Hello everyone,
The Wikibase development team is excited to see the emergence of community-created import tooling such as RaiseWikibase and wikibase-insert, particularly because Wikibase does not yet come equipped with its own import mechanism “out of the box”. To help better support the community, we would like to offer some advice to toolmakers and provide some insight into our planned explorations into making API-based importing better and faster.
We anticipate an inherent issue with tools that directly inject information into the Wikibase database tables. Namely, that the schemas that such tools rely on are subject to change.
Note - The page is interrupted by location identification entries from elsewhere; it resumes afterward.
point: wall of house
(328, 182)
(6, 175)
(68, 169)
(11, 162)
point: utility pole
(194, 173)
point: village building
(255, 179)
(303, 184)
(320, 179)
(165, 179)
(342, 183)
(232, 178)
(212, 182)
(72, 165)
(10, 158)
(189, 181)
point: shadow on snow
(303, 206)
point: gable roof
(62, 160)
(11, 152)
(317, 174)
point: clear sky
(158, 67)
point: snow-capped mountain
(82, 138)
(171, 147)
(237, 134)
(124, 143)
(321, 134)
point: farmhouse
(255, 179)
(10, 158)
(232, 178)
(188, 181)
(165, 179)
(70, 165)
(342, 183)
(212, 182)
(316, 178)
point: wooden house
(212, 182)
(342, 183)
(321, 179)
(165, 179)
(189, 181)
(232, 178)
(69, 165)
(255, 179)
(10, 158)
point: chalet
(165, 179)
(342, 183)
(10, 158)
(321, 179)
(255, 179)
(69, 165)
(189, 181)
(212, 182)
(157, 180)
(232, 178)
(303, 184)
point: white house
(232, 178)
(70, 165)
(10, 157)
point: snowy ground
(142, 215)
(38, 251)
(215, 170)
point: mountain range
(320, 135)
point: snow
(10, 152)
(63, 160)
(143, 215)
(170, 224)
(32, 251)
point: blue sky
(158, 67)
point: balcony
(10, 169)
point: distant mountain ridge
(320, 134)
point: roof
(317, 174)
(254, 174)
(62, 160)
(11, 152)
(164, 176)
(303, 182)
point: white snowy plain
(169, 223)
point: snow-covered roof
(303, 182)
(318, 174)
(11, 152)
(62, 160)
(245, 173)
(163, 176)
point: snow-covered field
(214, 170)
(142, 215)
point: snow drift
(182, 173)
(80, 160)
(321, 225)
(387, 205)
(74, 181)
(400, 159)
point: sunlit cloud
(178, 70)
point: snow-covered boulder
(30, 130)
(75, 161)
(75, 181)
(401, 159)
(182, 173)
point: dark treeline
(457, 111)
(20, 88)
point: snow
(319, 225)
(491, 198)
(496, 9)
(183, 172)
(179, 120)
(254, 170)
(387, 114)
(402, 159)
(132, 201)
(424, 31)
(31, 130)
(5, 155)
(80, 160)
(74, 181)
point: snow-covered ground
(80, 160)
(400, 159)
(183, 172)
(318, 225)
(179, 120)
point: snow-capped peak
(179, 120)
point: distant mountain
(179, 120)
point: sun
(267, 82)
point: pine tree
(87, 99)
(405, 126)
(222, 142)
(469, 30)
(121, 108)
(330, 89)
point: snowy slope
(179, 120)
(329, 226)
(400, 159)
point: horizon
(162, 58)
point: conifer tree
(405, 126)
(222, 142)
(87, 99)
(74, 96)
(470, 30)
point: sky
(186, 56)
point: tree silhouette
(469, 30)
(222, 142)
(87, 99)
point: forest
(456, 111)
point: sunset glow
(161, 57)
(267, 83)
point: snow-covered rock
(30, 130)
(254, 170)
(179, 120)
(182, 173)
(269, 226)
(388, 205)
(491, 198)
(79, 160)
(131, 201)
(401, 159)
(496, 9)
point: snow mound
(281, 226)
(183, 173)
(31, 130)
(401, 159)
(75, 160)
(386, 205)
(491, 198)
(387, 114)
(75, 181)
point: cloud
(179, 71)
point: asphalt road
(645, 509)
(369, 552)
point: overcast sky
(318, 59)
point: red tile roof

Normal development processes across Wikimedia can (and likely will) endanger the long-term health and stability of these tools, an outcome we would like to avoid as much as possible. Specifically, we can’t guarantee that the layout or content of the tables that these tools write to will not change. Although Wikibase does not have its own public stable interface policy, we work with an eye on Wikidata's policy https://www.wikidata.org/wiki/Wikidata:Stable_Interface_Policy#Unstable_Interfaces .
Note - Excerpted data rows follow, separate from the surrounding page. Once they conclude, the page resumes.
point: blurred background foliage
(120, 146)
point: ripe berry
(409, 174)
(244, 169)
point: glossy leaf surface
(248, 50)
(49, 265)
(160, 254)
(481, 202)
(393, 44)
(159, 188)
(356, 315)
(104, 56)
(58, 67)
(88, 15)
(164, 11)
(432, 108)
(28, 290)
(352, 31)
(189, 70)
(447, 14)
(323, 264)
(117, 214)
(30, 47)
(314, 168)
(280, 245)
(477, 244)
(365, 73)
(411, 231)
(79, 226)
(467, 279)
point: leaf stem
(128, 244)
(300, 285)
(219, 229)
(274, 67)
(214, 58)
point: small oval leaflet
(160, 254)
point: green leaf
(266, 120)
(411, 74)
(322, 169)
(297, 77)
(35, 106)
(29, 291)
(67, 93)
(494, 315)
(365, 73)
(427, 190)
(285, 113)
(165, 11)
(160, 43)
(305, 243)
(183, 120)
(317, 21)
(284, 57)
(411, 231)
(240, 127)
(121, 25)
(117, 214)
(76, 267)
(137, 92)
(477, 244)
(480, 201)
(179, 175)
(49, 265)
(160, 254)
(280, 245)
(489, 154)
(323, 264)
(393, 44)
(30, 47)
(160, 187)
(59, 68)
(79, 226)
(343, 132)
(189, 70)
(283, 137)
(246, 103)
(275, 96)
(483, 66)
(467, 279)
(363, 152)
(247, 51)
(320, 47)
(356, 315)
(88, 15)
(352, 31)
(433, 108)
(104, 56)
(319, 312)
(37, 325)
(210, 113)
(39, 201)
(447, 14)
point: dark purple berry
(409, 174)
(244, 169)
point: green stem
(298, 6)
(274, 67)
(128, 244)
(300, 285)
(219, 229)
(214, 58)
We would like to offer the following advice to tool developers:
1.
Wherever possible, use the HTTP APIs. 2.
When using them, make sure to batch requests when possible. 3.
Understand that by reading or writing directly to DB tables, Wikibase behavior may end up broken in subtle ways. 4.
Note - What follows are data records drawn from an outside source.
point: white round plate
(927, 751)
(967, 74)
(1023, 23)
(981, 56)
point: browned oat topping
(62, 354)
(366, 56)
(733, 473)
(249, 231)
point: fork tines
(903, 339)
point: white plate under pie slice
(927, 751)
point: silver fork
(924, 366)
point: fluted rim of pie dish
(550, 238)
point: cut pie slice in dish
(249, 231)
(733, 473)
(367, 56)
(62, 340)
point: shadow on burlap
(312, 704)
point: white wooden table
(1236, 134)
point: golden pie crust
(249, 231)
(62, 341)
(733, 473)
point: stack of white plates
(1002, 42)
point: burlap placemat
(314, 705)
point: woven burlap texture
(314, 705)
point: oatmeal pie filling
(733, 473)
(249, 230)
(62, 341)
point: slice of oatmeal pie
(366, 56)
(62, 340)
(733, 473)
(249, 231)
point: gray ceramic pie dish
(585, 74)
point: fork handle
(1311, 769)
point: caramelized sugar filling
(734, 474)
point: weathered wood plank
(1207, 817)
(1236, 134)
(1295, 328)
Understand that tools which read or write from the DB on today’s Wikibase may not still work on tomorrow’s Wikibase.
The Wikibase development roadmap https://www.wikidata.org/wiki/Wikidata:Development_plan#Wikibase_ecosystem for the year is already tightly booked. However, Wikimedia Germany intends to dedicate some resources during our next 2021 prototyping effort towards exploring ways to optimize our API -- specifically, a solution approaching something like an "import mode" which would bypass unnecessary actions when inserting a body of previously vetted information. This might, for example, include ignoring checks on the uniqueness of labels or user permissions. In addition, we plan to dedicate time toward evaluating OpenRefine’s new Wikibase reconciliation functionality https://docs.openrefine.org/next/manual/wikibase/overview on behalf of the community. We will keep you updated on our efforts related to these topics.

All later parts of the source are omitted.